La profession était, il est vrai, singulièrement périlleuse en période de guerre. Les campagnes maritimes ruinaient la santé des aumôniers, et ils n’avaient d’autre issue, disait Pontchartrain, que de finir leurs jours auprès de leurs parents, ou dans un hôpital, lorsqu’ils ne mouraient pas en captivité. En dépit des égards que le ministre recommandait d’avoir pour eux, égards qui n’étaient d’ailleurs pas toujours respectés par les officiers, et des avantages matériels qu’il s’efforçait de leur faire, la situation pouvait décourager les natures les plus fortes.
Aussi Pontchartrain disait-il qu’il n’y avait pas lieu de compter sur des « sujets édifiants », ou sur des « prêtres un peu distingués », pour remplir ces fonctions dans les ports ou sur les navires.

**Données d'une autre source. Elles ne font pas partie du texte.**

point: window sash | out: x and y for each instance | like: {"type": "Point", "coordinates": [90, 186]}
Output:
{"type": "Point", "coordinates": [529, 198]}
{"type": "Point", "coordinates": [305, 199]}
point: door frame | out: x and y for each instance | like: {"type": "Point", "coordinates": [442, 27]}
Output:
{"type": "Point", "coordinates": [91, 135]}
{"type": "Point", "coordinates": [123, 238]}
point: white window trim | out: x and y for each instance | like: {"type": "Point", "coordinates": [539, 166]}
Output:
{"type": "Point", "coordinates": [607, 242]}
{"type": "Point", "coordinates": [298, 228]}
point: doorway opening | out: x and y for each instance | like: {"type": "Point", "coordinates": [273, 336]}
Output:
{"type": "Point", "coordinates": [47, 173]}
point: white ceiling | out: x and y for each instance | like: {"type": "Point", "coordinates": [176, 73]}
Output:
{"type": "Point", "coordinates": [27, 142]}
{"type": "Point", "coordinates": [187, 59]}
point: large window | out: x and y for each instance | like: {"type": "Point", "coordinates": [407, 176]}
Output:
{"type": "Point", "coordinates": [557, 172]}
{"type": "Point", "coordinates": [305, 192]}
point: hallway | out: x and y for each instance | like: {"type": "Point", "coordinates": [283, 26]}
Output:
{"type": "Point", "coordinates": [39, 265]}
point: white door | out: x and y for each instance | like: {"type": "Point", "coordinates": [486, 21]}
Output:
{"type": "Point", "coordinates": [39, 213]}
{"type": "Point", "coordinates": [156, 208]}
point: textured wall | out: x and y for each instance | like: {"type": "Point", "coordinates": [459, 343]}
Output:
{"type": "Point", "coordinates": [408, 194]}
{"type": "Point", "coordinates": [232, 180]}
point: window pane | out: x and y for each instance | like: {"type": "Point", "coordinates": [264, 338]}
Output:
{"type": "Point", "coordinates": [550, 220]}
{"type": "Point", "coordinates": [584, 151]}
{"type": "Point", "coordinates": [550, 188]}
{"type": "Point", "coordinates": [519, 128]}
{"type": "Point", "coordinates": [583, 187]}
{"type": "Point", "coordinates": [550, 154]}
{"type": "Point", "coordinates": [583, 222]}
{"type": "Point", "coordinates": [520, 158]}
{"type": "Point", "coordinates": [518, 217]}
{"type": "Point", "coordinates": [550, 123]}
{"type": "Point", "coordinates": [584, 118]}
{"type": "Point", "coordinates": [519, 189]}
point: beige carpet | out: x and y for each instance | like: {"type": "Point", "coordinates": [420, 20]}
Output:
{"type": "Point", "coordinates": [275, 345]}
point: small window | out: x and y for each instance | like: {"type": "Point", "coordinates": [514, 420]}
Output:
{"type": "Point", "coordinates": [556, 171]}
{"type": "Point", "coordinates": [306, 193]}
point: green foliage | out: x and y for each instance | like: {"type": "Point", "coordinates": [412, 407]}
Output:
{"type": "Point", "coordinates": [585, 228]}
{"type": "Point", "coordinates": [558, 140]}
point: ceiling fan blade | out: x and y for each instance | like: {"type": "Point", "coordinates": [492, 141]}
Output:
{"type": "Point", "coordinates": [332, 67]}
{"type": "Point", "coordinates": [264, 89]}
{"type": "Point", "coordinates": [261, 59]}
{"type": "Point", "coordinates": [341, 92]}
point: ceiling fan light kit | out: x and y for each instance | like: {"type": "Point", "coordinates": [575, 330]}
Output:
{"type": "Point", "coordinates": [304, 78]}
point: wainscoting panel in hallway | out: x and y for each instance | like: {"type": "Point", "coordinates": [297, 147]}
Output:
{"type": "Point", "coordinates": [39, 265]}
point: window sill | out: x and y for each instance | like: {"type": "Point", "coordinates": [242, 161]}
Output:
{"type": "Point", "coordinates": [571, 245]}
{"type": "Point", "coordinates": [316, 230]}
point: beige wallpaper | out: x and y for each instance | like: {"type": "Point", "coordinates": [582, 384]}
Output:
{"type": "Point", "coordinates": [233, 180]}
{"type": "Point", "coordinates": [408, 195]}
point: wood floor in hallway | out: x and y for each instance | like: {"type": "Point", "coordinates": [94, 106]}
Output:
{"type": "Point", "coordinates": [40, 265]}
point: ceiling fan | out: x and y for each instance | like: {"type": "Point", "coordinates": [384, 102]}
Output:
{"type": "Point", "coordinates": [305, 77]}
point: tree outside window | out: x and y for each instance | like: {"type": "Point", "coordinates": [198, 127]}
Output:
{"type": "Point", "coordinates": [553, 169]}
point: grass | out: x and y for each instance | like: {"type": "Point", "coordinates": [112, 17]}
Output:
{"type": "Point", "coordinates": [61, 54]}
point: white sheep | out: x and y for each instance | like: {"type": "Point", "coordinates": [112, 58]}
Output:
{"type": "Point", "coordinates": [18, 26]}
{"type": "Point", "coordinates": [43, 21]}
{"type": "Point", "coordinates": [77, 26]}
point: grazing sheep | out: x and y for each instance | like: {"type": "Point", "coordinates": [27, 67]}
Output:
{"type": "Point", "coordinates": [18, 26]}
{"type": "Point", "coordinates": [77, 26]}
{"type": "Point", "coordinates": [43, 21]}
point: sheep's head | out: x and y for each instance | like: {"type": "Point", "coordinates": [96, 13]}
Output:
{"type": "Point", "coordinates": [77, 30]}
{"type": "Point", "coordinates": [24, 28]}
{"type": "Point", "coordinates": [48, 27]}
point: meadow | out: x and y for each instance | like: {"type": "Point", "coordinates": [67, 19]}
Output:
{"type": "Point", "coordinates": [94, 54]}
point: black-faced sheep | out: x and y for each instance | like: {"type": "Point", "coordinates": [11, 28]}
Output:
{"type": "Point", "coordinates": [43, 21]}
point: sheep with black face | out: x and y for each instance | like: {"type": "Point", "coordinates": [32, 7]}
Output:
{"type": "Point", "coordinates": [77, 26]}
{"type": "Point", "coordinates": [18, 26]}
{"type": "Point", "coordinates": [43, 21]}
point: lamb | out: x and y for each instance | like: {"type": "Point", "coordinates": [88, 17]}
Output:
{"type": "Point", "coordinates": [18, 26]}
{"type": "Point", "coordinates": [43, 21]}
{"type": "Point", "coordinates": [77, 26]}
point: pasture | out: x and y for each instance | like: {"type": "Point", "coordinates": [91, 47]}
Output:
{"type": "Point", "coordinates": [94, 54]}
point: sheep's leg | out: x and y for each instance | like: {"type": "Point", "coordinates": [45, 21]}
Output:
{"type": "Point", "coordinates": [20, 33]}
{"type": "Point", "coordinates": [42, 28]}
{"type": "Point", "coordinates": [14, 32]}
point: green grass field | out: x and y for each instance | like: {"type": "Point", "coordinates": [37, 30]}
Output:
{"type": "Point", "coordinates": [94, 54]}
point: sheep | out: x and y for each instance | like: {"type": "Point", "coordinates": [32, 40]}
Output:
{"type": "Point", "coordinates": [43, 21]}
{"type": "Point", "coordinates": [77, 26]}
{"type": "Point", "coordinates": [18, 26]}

C’était, précisément, la preuve du recul qu’avait subi l’esprit d’abnégation du clergé. Celui-ci hésitait devant une carrière faite de sacrifices, et les préoccupations d’ordre matériel refoulaient en lui l’élan de la foi » [7].
Nouveau commentaire sur l’Ordonnance de la marine, du mois d’août 1681. [8]
|
Pour en savoir plus : « l’Ancien Régime en Viennois (1650-1789) »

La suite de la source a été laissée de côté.